The Charity Authorised Investment Fund, a new model for charities to pool their funds and make investments, has been launched today.

Plans for the new CAIF model were initially announced in last year’s March budget and was developed as an alternative to the Common Investment Fund (CIF), which enables smaller charities to pool funds for investment purposes.

The new CAIF will offer some of the same benefits as the CIF – including tax benefits for registered charities - as well as additional benefits, such as improved regulatory oversight and exemption from VAT on investment management fees.

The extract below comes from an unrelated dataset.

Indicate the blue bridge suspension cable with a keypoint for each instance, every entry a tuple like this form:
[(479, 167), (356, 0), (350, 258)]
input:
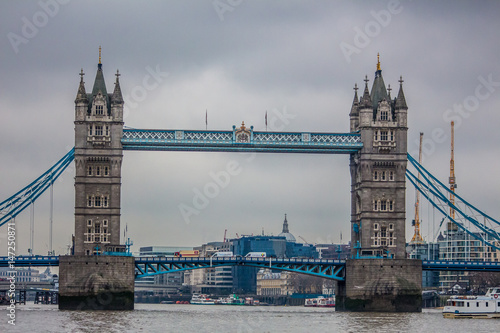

The investment manager, State Street, estimates that savings on investment management fees will in the region of £12m per annum.

The launch of the fund follows “years of work” by the bodies, according to a joint statement by the Charity Law Association and Charity Investors Group.

A spokesman for the Charity Commission said the regulator welcomed the introduction of the fund and said he “strongly encouraged existing Common Investment Funds to consider taking advantage of the benefits offered by the CAIF structure, including the more effective regulation of invested charitable funds”.

The spokesman said charitable funds invested in the CAIF would “benefit from dual regulation by the Commission and the Financial Conduct Authority, providing essential oversight in their respective regulatory roles”.

This morning the investment bank, Cazenove confirmed it would transfer its four existing CIFs to CAIFs “subject to gaining the relevant approvals”.  

“This will ensure the most appropriate financial regulation for our charity clients and will also allow our investors to benefit from an exemption from VAT on investment management fees, thereby reducing the cost,” it said.

“We congratulate the Charity Investors Group and our colleague Kate Rogers, in her role as chair, on championing this important development as we recognise that both effective financial regulation and value for money are key considerations for charity investors.”

The CIF was previously criticised for its adverse tax treatment, relating to VAT on management fees.